Haitong International Securities Company Limited and Wing Lung Bank Limited are the joint bookrunners and joint lead managers for the issuance of the Bonds. The CNY100,000,000 bonds issued by the Company are bearing an interest rate of 9 per cent per annum and due 1 September 2013. The Bonds were paid for by the initial subscribers in either US Dollars or Chinese Yuan at the option of each subscriber, while all payments due under the Bonds are required to be settled in CNY only.
Mr Shi Zhijun, Chairman of Credit China, said, "The issuance of the Bonds marked a milestone of the Company. We are proud to issue offshore Yuan-denominated bonds as we are the first GEM listed company to issue CNY bonds. This exercise not only helps to further
strengthen our cash position, but also to avert a forex risk which may arise when financed RMB flows back into Mainland China.
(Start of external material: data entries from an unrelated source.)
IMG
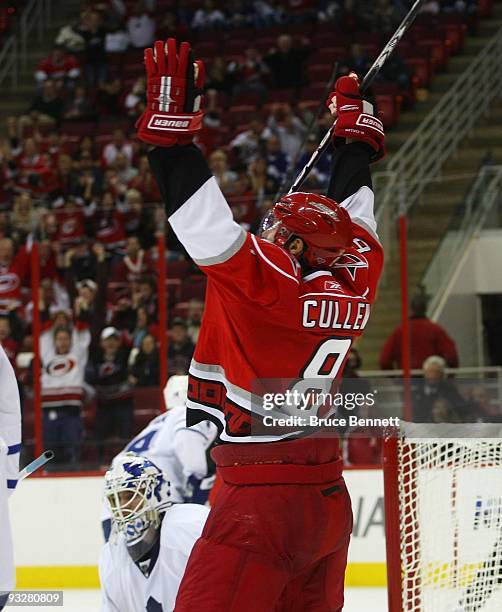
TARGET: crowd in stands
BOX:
[0,0,494,465]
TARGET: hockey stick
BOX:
[274,62,338,202]
[288,0,424,193]
[17,451,54,482]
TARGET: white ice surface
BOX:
[5,589,387,612]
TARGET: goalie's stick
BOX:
[17,451,54,482]
[288,0,424,193]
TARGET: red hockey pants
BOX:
[175,439,352,612]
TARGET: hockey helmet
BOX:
[260,192,352,268]
[164,375,188,410]
[105,452,172,561]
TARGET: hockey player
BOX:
[0,345,21,610]
[138,39,384,612]
[99,453,209,612]
[101,376,217,540]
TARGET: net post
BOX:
[383,431,403,612]
[399,206,413,421]
[31,241,43,457]
[157,232,167,410]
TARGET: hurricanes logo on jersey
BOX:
[46,355,76,376]
[331,253,368,281]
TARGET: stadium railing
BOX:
[422,166,502,320]
[375,30,502,252]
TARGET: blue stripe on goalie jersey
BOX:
[124,414,167,455]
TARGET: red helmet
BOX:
[261,192,352,268]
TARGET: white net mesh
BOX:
[398,426,502,612]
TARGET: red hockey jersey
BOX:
[149,143,383,442]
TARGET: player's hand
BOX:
[326,72,385,161]
[136,38,205,147]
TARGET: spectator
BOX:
[25,278,70,324]
[339,43,371,79]
[103,128,133,166]
[96,77,123,116]
[167,317,195,374]
[192,0,225,30]
[75,11,107,90]
[187,300,204,344]
[265,34,311,89]
[129,155,161,202]
[19,79,64,133]
[40,321,90,469]
[11,192,46,244]
[296,134,331,191]
[113,152,138,185]
[129,334,160,387]
[206,57,235,93]
[111,235,153,283]
[127,1,155,49]
[35,44,80,87]
[124,77,146,119]
[412,355,469,423]
[132,275,157,321]
[105,23,130,53]
[229,47,270,101]
[263,105,307,159]
[209,149,237,193]
[0,238,30,314]
[87,327,133,462]
[0,315,19,370]
[230,116,264,166]
[380,293,458,370]
[248,157,280,202]
[64,85,96,121]
[266,134,289,185]
[130,306,157,348]
[63,236,100,282]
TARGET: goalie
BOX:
[99,453,209,612]
[0,345,21,610]
[138,39,384,612]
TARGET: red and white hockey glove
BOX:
[326,73,385,161]
[136,38,205,147]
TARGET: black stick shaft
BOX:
[288,0,424,193]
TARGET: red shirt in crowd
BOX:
[380,317,458,370]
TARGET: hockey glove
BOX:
[327,73,385,161]
[136,38,205,147]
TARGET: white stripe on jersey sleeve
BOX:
[340,185,378,240]
[0,346,21,493]
[169,176,246,266]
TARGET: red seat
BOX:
[406,57,432,87]
[166,260,192,279]
[375,94,399,128]
[307,64,333,83]
[268,89,295,104]
[179,276,206,302]
[226,104,256,125]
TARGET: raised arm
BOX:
[327,73,385,237]
[138,39,299,304]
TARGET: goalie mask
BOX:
[259,192,352,268]
[105,453,172,561]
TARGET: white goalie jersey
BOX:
[0,345,21,593]
[99,504,209,612]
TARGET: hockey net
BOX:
[384,425,502,612]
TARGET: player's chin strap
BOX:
[126,514,164,563]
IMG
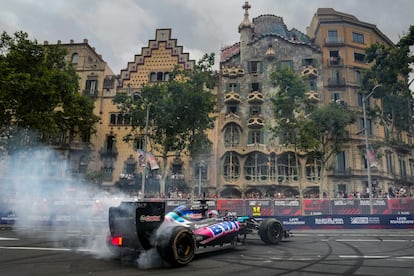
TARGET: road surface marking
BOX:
[0,237,19,241]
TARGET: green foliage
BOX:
[0,32,97,151]
[114,54,215,157]
[271,69,355,162]
[362,26,414,132]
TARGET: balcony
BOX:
[82,89,98,98]
[224,91,241,104]
[224,112,241,125]
[247,115,264,129]
[221,66,244,78]
[327,57,343,67]
[300,65,319,79]
[247,91,264,104]
[325,37,345,46]
[99,148,118,159]
[328,78,346,87]
[305,90,321,103]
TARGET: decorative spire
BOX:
[239,1,254,31]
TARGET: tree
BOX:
[114,54,215,194]
[271,69,355,198]
[362,26,414,137]
[0,32,98,152]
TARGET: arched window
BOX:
[277,152,300,182]
[71,53,79,63]
[244,152,269,181]
[224,124,240,148]
[109,114,116,125]
[306,158,321,182]
[106,135,115,152]
[79,155,88,173]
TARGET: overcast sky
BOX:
[0,0,414,74]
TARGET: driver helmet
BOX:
[207,210,218,218]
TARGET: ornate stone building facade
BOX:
[44,3,414,198]
[307,8,414,196]
[217,2,323,197]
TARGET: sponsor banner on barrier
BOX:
[303,199,331,215]
[274,199,302,216]
[276,215,414,230]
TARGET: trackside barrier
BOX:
[0,198,414,228]
[276,215,414,230]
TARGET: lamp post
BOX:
[134,93,150,200]
[362,84,381,215]
[198,160,206,197]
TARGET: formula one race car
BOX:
[107,200,290,266]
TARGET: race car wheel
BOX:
[259,218,283,244]
[157,226,196,267]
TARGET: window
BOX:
[85,79,98,95]
[116,113,124,125]
[250,82,261,92]
[227,82,240,92]
[352,32,365,44]
[331,92,341,102]
[302,58,316,67]
[399,158,407,177]
[385,152,394,174]
[336,151,346,173]
[338,184,347,195]
[409,159,414,176]
[226,104,239,115]
[327,30,339,42]
[150,72,157,82]
[249,60,262,74]
[224,124,240,148]
[279,60,293,70]
[354,53,365,63]
[355,70,361,83]
[102,167,114,181]
[71,53,79,63]
[244,153,269,180]
[223,152,240,182]
[109,113,116,125]
[103,78,115,89]
[193,161,208,180]
[106,135,115,152]
[250,105,261,116]
[329,50,341,65]
[358,93,371,107]
[125,160,137,175]
[308,80,318,91]
[150,72,170,82]
[359,118,372,135]
[247,130,263,144]
[306,158,322,181]
[157,72,164,81]
[134,136,145,150]
[79,155,88,174]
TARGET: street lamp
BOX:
[198,160,206,196]
[134,93,150,200]
[362,84,381,215]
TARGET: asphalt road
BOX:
[0,225,414,276]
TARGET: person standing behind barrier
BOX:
[253,201,262,217]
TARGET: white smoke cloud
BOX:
[0,147,127,258]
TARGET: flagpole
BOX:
[141,104,150,200]
[362,84,381,215]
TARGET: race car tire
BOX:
[259,218,284,244]
[157,226,196,267]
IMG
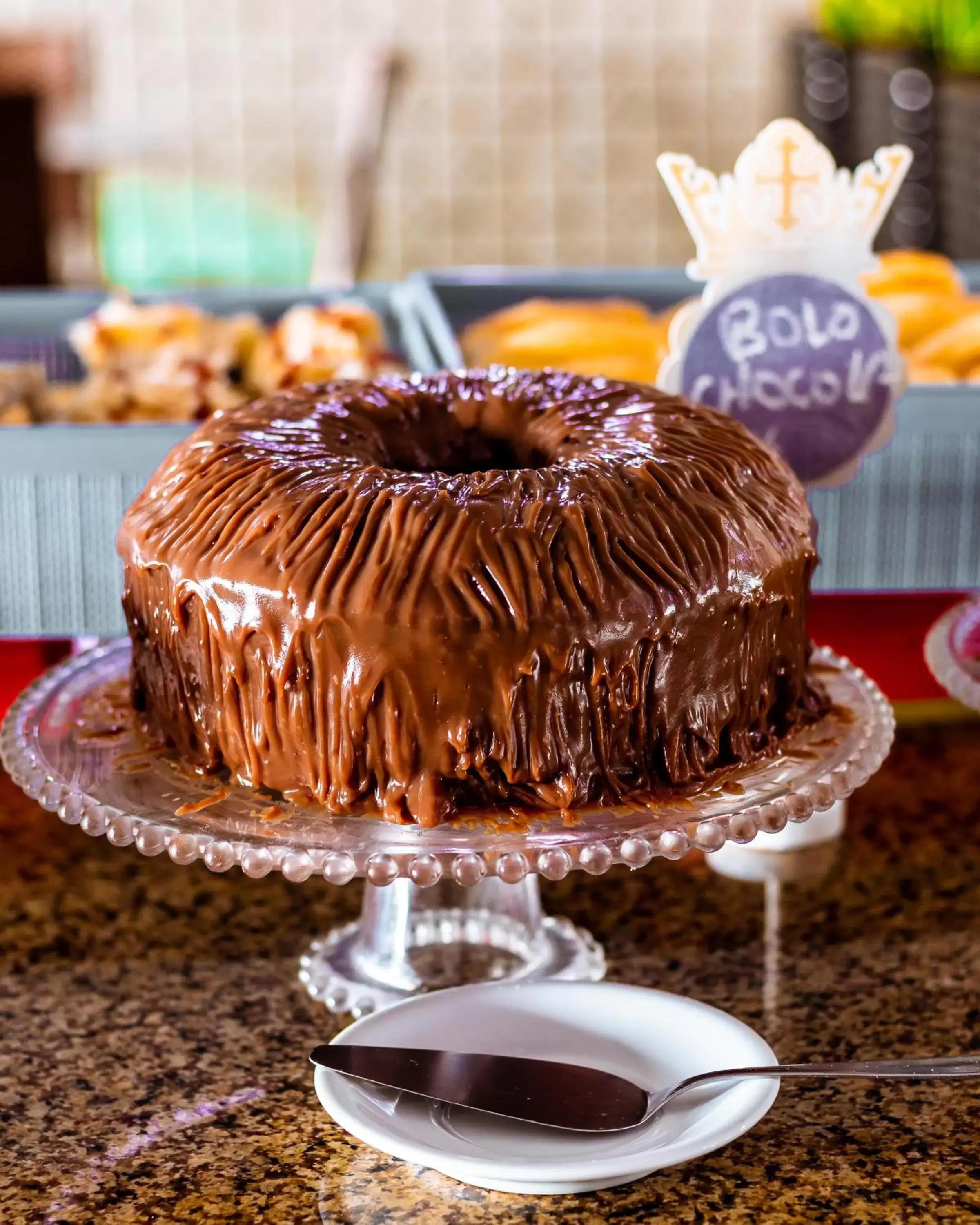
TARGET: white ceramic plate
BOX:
[314,982,779,1194]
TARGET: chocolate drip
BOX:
[119,369,816,824]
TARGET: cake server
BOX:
[310,1045,980,1132]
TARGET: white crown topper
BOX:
[657,119,911,281]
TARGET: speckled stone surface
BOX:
[0,725,980,1225]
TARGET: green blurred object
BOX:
[816,0,936,49]
[935,0,980,72]
[98,173,316,290]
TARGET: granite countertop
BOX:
[0,724,980,1225]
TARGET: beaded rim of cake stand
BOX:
[0,639,894,886]
[925,595,980,710]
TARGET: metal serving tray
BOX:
[403,263,980,592]
[0,283,434,637]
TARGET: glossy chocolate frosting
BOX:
[118,369,816,826]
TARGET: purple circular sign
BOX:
[681,274,893,480]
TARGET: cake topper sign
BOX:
[657,119,911,484]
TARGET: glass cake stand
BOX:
[925,595,980,710]
[0,641,894,1016]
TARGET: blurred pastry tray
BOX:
[0,283,434,637]
[403,263,980,592]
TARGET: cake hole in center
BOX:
[439,431,548,477]
[386,426,551,477]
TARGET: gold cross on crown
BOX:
[753,136,820,230]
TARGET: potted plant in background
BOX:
[793,0,942,249]
[933,0,980,260]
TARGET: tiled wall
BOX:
[0,0,806,276]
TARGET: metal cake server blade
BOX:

"Given the very difficult bond issuing market in the past 6 months, we are pleased to be able to complete this bond issue. As we are currently in a market with huge demand for short-term financing, by issuing our first bond, we have taken this as a very important step to explore into a new source of funding. We may issue another round of bond when timing is right. We are very confident in the prospects of our provision of short-term financing services in the PRC and believe the stronger financial position will enable us to capitalise on the booming market demand. The Company intends to continue diversification in business streams and services so as to maximise shareholder’s returns".